The FDA has denied full approval to Intercept Pharmaceuticals' supplemental new drug application for Ocaliva (obeticholic acid) in the treatment of primary biliary cholangitis (PBC). The decision follows a complete response letter issued to Intercept, indicating that the application could not be approved in its current form.
The FDA's decision aligns with the recommendation from the Gastrointestinal Drug Advisory Committee, which voted 13 to 1 against full approval in September.

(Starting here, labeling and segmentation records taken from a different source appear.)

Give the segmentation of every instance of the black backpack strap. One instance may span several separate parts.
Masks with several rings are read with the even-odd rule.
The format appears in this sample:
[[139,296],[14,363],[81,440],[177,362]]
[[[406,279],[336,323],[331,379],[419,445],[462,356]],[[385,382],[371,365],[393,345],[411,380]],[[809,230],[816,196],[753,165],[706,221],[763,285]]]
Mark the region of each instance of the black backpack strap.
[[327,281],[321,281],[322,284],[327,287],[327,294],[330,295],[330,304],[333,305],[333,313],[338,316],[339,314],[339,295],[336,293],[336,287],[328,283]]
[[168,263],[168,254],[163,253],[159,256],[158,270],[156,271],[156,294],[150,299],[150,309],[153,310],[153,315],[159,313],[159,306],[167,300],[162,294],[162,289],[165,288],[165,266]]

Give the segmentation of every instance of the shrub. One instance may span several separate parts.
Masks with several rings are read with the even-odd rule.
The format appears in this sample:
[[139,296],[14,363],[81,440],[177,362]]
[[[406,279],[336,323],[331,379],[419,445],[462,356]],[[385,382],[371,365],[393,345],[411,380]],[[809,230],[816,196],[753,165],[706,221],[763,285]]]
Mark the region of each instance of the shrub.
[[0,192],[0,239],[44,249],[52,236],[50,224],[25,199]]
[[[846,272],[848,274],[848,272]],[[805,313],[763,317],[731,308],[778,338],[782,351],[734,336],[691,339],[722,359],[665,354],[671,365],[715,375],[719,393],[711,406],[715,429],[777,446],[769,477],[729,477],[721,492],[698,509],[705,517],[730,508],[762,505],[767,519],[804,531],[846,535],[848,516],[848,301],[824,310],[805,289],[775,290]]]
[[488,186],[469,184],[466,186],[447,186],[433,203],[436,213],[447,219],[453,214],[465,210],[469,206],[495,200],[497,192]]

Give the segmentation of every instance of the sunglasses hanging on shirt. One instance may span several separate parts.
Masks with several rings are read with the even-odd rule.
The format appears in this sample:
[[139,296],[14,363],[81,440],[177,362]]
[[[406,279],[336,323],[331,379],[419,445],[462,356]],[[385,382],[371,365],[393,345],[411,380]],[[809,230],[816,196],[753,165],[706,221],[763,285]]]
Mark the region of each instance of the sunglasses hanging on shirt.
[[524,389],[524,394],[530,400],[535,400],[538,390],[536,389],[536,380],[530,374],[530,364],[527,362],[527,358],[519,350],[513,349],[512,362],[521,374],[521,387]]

The committee raised concerns about whether the benefits of Ocaliva on clinical outcomes in PBC patients without cirrhosis or with compensated cirrhosis and portal hypertension could be verified using available data.
In its letter, the FDA stated it would continue to consider safety data from Intercept’s postmarketing requirement confirmatory trial, 747-302. This ongoing evaluation suggests the agency is open to the possibility of identifying a potential benefit not observed with other available therapies.
"We believe in the totality of evidence supporting Ocaliva and intend to work closely with the FDA on next steps," said Vivek Devaraj, U.S. president and chairman at Intercept, in a press release. "We remain committed to patients living with PBC who have limited treatment options."
Ocaliva received accelerated approval in 2016 for PBC patients who have an inadequate response to ursodeoxycholic acid (UDCA), or are unable to tolerate UDCA. PBC is a chronic liver disease affecting the small bile ducts inside the liver. If untreated, PBC can lead to cirrhosis and liver failure. The prevalence of PBC is estimated to be about 40 to 400 cases per million in different populations.
Under its accelerated approval status, Ocaliva will continue to be available as a second-line option for PBC patients who do not respond adequately to first-line UDCA or cannot tolerate it. The continued availability provides an option for a subset of patients with limited alternatives, while further data on the drug's safety and efficacy are under review.